Gig review: ERIC JOHNSON – Shepherd’s Bush Empire, London, 3 April 2013

An Eric Johnson gig is a bit like stumbling on a secret society. He surreptitiously slunk on to the Empire stage to fill the venue with a rush of notes and an array of magical tones to restore the faith of his disciples, before leaving almost as quietly as he’d arrived.

The demographics of his crowd encouragingly suggested that he’s got a new generation of fans drawn in by his intricately woven guitar shapes. And much like Eric, they seemed impervious to the cavernous surroundings curiously at odds with music that demands intimacy.

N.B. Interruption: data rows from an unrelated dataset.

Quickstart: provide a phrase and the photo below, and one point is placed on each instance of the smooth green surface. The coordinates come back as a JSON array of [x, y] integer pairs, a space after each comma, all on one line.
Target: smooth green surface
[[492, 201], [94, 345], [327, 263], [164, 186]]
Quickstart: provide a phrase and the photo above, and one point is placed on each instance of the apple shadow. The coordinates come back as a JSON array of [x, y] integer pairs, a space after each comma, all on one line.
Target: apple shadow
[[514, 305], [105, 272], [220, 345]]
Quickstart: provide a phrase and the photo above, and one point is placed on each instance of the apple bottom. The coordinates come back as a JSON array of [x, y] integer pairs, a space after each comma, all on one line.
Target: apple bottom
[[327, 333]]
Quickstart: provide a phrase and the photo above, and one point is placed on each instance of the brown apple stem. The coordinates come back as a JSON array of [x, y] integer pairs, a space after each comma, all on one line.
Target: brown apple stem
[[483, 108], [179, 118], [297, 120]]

Indeed, from the moment the sound crew missed half of Johnson’s brief introduction, to his subsequent hurried announcements, it was obvious this was going to be an evening when the guitarist was going to let this axe do the talking. And so it proved, as Eric delighted us with beautiful ascending woven solos and a velvet touch and tone over some tightly compressed interplay with his road hardened trio.

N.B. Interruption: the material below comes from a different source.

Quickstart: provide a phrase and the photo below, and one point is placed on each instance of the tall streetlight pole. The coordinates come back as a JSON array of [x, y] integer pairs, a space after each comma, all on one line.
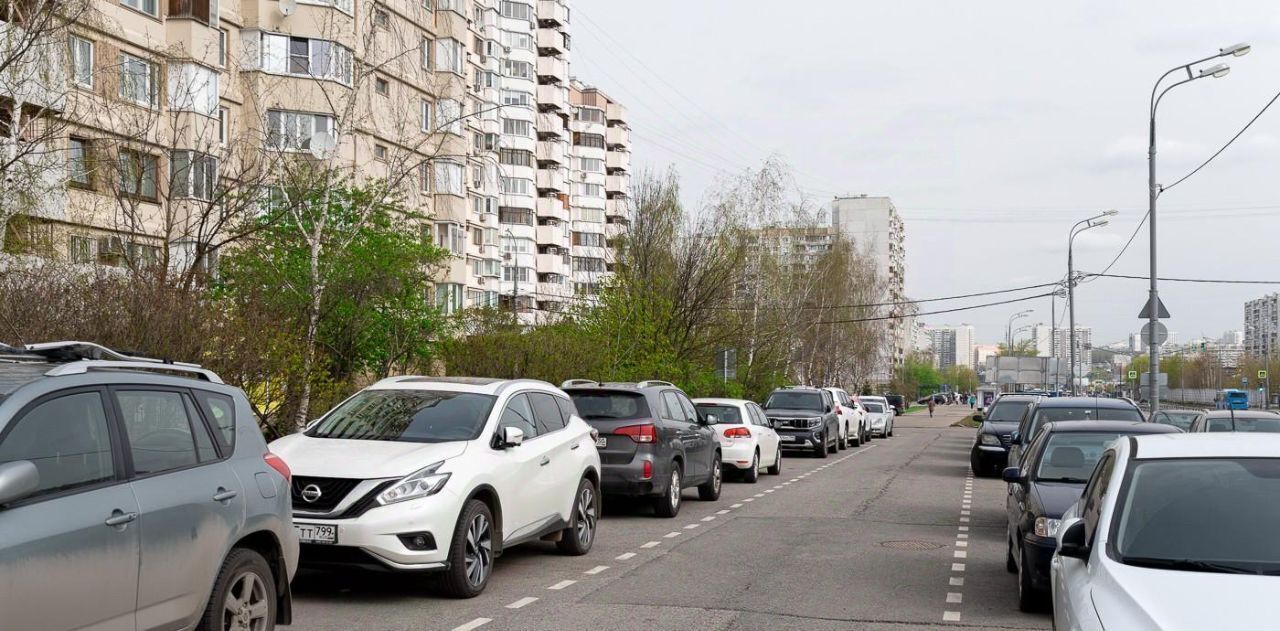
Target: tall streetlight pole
[[1093, 222], [1216, 71]]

On several occasions he suckered us in with an aching tone and an understated dynamic, before suddenly taking off with an angular solo and a change of tempo, with little regard for what had gone before.

Johnson is a guitarist who immerses himself in the moment. His spider web noodling on ‘Battles We Have Won’ was a mixture of staggering technique and focus, but rather than break the tension and connect with his crowd, he was happy to let the fusiony piece float rather than evolve. At times he almost teetered on the brink of being crushed by the weight of expectation. Perhaps he was just lost in the moment, fleetingly detached from the arrangement, as his unfettered and exhilarating solos incrementally sought out new levels of intensity.

 

‘Zenland’ was full of restless dynamics and sudden spirals of notes, played with a weepy tone and carved with cut-glass precision over a rock solid rhythmic support. The autobiographical ‘Austin’ and the welcome balledic space of ‘FourMileTown’ provided his most accessible, melodic and meditative moments.

At this point, the show could have done with an anecdote or anything to break the tension, but as ever Eric let his guitar do the talking on the fluid fusion of ‘Fat Daddy’, full of stop-start dynamics, lightning runs and a vaguely eastern tone. Better still, was the jammed out version of ‘Last House On The Block,’ which opened with a heavier riff and featured some spacey phrasing, delicate harmonics, and a Hawaiian tone. Eric seemed truly in his element, mixing exciting improvisation and a dazzling technique with a Technicolor flash of guitar tones.

We could probably have done without the drum solo on the bebop feel of ‘Mr. JC’, and though the band did swing, the way they clustered together had the curious effect of almost shrinking their stage presence.

‘Manhattan’ provided a more relaxed jazzy arrangement with a Wes Montgomery meets Lee Ritenour feel, on a number well suited to Eric’s instinctive explorations.

‘When The Sun Meets The Sky’ was a plateau of rippling tones and sudden ascending bursts of notes, while he opted to crouch down in front of his giant speaker stacks to squeeze every last tonal possibility from Hendrix’s ‘Are You Experienced’.

He reprised the Celtic feel of his best known ‘Cliffs of Dover’ and all too soon it was over, except that he turned to throw a handful of plectrums into the crowd in probably his most animated moment of the night.